Explaining the demand from non-metro cities, Mayank Shivam, category leader, Amazon Fashion, said: “Customers from non-metro cities have limited access to jewellery brands. They get the whole collection at one place on our platform.”

Over 60% of jewellery orders were placed using mobile phones. In non-metro centres, this percentage goes up, Shivam said.

Bluestone.com, a Ratan Tatafunded online jewellery retailer, fulfilled 2,000 orders from nonmetros in October 2016 compared to 1,000 orders last October. Around 30% of sales revenue comes from non-metro centres.

“The variety of designs and access to more designs options in a particular price range — ₹15,000 to ₹40,000 — are drawing more customers online from nonmetro cities,” said Arvind Singhal, COO, BlueStone.com. “About 60% of the products were for cash-on-delivery.”

Snapdeal also confirmed the rise in online jewellery sale. “We saw sizeable purchases from tier 2 and 3 cities,” a Snapdeal spokespers­on said.

According to World Gold Council data, Indian gold demand for jewellery has shot up from 88.4 tonnes in the first quarter of 2016 to 97.9 tonnes in the second quarter. For gold bought as investment, the numbers rose from 28 tonnes in Q1 to 33.1 tonnes in Q2.

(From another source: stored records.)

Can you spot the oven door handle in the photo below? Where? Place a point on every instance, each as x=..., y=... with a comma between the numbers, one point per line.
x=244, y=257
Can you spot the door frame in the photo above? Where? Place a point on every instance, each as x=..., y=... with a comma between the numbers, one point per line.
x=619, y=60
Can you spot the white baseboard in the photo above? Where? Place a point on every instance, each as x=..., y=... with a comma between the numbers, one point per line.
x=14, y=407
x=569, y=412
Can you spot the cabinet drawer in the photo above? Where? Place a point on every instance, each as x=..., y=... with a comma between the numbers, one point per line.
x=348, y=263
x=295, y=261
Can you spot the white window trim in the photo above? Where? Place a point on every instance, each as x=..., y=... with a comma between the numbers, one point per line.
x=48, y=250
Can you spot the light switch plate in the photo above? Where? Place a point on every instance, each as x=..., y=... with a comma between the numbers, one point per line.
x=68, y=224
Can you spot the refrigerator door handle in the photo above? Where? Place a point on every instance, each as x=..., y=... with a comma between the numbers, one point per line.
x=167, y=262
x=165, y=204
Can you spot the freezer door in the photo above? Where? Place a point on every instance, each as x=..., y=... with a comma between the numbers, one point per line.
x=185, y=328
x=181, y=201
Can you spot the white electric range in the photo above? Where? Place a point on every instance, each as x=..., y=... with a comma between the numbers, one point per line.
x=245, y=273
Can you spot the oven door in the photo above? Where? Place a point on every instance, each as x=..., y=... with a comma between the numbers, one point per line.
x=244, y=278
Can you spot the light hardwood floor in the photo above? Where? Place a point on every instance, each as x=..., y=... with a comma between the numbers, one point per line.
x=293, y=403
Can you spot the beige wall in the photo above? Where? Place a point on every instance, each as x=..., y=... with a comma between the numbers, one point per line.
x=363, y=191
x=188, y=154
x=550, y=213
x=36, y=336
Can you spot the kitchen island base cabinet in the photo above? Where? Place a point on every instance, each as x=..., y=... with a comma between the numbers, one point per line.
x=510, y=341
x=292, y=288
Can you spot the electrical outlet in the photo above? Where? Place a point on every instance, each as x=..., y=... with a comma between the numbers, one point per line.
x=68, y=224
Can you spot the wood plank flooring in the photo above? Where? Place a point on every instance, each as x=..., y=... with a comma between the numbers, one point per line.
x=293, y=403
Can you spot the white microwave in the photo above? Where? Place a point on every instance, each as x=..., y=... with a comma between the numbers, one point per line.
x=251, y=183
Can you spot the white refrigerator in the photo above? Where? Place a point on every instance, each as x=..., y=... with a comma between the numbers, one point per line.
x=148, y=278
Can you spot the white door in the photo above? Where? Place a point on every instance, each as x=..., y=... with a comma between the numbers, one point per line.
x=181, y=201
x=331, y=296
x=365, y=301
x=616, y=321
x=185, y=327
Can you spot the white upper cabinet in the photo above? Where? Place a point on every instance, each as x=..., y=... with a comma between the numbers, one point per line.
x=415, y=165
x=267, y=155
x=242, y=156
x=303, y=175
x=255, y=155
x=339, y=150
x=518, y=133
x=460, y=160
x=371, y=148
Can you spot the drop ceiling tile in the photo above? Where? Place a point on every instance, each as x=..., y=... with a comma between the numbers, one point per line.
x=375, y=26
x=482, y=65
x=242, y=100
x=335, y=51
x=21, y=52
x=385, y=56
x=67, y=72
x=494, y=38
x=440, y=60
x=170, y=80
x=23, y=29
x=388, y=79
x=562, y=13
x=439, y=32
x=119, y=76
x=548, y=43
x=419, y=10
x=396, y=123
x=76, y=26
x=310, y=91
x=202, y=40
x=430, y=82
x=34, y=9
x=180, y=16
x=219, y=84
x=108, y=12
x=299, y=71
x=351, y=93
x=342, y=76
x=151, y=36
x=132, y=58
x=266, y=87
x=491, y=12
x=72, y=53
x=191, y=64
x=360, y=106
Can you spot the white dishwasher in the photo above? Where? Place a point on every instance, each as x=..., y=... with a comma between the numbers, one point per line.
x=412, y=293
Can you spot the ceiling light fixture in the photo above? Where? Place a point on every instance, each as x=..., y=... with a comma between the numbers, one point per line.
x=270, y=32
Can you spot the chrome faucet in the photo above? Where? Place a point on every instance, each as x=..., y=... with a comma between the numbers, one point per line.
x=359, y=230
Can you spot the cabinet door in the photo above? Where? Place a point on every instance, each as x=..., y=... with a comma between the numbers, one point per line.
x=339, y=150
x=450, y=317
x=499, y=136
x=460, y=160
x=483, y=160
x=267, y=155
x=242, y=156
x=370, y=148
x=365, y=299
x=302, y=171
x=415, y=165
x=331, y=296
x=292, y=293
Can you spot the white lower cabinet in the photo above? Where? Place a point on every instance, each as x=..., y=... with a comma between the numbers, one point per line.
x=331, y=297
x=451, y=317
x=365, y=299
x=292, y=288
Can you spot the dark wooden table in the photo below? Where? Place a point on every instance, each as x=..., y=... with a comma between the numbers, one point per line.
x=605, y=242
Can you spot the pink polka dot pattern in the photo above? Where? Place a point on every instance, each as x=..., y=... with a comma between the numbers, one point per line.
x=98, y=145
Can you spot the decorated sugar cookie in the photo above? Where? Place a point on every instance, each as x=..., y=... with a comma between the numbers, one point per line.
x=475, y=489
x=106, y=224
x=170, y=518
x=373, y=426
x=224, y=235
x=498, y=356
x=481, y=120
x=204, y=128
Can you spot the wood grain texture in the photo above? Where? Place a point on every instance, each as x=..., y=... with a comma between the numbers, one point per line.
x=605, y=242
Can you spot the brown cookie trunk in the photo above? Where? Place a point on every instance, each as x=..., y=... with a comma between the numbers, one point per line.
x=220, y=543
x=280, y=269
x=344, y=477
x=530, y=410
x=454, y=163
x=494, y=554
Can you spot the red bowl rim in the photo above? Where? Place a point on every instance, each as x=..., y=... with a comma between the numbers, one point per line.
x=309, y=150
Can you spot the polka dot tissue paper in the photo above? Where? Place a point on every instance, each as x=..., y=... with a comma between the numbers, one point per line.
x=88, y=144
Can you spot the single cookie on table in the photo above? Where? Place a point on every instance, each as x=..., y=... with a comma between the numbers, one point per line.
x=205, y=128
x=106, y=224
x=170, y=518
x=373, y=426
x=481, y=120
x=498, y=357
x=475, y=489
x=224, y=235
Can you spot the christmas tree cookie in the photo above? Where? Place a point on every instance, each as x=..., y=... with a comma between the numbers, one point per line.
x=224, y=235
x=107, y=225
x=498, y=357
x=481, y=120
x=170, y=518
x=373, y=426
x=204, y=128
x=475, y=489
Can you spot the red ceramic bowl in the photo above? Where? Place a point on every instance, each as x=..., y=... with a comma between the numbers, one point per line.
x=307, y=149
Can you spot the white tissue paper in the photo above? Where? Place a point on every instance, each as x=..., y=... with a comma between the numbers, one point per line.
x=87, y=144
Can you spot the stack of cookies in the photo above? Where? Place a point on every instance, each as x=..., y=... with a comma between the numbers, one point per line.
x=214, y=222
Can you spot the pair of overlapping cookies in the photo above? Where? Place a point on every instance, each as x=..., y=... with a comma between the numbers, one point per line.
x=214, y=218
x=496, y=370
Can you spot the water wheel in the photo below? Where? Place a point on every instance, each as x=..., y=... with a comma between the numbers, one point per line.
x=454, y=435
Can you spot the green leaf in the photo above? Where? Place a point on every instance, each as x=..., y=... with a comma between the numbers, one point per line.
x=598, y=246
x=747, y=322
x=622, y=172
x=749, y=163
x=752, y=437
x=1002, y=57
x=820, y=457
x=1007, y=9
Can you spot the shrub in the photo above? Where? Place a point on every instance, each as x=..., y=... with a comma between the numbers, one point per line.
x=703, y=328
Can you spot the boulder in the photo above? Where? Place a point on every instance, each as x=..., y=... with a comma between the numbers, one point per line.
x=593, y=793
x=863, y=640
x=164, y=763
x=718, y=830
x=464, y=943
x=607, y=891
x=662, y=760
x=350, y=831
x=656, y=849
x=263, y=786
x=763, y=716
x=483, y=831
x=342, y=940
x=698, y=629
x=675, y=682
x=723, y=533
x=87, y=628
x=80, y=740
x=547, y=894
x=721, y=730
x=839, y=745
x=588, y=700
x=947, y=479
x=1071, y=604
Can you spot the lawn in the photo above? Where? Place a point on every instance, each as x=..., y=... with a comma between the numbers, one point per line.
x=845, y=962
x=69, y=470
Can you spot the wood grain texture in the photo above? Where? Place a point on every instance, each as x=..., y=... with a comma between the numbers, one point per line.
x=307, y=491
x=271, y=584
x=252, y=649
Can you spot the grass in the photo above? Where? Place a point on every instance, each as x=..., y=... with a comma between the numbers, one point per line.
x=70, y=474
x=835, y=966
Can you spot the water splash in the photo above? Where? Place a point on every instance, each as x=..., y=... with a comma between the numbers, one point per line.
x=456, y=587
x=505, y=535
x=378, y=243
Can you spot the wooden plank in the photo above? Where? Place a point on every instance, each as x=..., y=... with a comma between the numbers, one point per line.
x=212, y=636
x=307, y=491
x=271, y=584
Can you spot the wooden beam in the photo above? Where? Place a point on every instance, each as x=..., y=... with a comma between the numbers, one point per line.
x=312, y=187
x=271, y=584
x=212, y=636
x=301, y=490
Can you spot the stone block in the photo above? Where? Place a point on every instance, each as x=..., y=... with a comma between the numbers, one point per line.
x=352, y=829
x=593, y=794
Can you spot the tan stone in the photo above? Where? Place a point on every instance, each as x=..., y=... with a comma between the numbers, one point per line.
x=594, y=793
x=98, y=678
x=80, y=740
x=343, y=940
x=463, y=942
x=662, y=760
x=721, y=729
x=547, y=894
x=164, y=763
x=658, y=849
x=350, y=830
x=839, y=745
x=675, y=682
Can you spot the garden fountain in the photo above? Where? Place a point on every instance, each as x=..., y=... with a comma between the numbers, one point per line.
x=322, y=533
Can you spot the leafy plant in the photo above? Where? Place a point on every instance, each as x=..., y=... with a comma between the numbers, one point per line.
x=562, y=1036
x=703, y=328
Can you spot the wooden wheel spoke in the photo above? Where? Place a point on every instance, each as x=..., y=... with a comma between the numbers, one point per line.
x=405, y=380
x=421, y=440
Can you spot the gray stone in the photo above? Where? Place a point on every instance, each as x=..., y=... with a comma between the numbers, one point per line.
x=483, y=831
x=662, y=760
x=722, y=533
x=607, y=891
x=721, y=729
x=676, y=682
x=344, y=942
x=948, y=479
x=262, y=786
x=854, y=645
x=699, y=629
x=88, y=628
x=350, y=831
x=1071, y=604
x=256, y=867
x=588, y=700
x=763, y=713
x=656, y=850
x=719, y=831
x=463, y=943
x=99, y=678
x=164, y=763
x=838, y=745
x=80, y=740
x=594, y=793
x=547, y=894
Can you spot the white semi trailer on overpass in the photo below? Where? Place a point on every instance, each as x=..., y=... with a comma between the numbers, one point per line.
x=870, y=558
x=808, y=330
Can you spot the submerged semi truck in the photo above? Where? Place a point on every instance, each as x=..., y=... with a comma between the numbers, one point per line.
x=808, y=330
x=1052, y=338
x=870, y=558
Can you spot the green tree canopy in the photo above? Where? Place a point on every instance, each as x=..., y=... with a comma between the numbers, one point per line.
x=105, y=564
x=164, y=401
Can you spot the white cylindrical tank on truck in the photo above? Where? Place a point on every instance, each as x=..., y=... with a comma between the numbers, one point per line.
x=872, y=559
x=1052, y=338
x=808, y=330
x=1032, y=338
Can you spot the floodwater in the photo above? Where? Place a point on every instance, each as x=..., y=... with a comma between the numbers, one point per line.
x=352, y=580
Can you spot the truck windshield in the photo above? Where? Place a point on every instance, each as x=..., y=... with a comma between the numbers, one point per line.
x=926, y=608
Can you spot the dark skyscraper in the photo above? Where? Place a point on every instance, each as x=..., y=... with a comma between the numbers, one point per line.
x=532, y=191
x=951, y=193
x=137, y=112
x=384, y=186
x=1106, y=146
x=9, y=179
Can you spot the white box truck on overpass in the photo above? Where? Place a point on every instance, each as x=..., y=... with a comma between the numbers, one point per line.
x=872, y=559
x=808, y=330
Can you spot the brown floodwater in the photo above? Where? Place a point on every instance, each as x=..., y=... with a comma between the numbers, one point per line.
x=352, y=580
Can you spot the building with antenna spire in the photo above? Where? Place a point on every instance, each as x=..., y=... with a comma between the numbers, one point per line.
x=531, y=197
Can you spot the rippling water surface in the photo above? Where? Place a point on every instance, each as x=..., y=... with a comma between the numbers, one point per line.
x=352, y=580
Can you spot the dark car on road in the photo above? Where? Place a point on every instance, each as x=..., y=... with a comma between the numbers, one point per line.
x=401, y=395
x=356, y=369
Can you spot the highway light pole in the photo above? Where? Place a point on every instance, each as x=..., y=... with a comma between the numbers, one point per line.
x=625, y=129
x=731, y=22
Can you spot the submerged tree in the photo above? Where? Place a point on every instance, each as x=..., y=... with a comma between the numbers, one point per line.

E-commerce sites have seen a steady rise in demand for jewellery. Amazon registered over six times growth in its precious jewellery segment this year, compared to last festive season, in terms of units sold. Overall gold sales at Flipkart was four times more than last year, a company spokespers­on said. Bluestone had an annualised turnover of ₹150 crore in 2014-15 which grew to ₹250 crore in 2015-16.